Shareholders approve white cement plant sale by Helwan Cement
06 November 2018Egypt: The shareholders of Helwan Cement have approved the sale of its white cement plant in Minya Governorate to Emmar Industries. Helwan Cement, a 99.5% subsidiary owned by HeidelbergCement and Suez Cement, previously said that the sale was part of its plan to restructure the business and improve its financial position.
Egyptian cement exports crippled by energy prices
24 September 2018Egypt: Medhat Istvanos, head of the cement division of the Chamber of Building Materials, affiliated to the Federation of Egyptian Industries, says that exports from the country are being made uncompetitive due to the government’s decision to raise energy prices in June 2018. He said that the local exchange rate had aided exports but that “the government’s bureaucracy has eliminated export hopes,” according to the Daily News Egypt newspaper.
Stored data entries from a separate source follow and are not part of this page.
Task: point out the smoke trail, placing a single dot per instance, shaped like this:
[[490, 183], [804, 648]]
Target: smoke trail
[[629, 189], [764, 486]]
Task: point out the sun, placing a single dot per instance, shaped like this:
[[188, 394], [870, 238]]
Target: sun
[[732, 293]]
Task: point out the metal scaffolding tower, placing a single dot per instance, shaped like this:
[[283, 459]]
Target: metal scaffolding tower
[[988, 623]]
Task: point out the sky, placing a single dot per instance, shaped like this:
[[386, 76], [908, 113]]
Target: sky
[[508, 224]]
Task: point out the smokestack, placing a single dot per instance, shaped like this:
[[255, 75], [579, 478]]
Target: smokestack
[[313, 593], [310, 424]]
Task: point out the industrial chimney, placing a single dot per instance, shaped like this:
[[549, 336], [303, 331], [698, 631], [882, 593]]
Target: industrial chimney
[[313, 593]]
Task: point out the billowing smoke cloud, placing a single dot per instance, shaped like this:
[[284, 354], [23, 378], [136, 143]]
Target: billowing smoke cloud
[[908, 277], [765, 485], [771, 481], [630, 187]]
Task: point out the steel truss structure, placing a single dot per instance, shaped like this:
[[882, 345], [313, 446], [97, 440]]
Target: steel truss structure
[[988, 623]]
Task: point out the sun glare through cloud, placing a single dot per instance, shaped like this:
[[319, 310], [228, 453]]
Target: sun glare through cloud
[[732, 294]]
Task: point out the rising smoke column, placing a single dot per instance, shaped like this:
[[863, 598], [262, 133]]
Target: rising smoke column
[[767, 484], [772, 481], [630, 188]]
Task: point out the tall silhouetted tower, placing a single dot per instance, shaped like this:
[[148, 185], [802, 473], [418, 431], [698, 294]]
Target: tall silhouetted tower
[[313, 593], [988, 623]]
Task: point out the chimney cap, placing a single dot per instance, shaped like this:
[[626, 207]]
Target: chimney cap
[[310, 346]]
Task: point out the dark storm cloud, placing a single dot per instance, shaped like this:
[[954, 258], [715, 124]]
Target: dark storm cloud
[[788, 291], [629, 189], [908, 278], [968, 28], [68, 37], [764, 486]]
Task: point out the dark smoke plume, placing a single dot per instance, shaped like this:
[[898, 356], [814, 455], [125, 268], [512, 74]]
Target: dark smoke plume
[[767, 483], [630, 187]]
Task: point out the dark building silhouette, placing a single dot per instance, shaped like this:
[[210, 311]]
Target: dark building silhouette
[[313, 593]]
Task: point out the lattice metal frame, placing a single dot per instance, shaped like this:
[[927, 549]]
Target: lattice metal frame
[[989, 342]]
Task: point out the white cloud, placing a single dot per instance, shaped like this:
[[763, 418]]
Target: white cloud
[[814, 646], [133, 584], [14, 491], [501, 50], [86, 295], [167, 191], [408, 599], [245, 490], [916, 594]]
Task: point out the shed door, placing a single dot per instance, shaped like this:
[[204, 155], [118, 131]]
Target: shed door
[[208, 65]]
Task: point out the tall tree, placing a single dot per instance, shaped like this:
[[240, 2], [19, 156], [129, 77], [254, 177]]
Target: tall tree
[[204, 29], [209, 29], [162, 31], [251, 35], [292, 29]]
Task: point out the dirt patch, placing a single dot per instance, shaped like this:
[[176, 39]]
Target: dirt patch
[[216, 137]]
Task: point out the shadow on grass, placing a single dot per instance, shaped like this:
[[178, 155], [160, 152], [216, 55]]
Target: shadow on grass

The local industry exported cement worth US$57m during the first half of 2018.
Istvanos said that the industry has a production capacity utilization rate of 60% with a production capacity of 84Mt/yr but consumption of only 54Mt/yr. He added that the decision to build the new 12Mt/yr Beni Suef cement plant was “not based on precise information” and that it had harmed local production.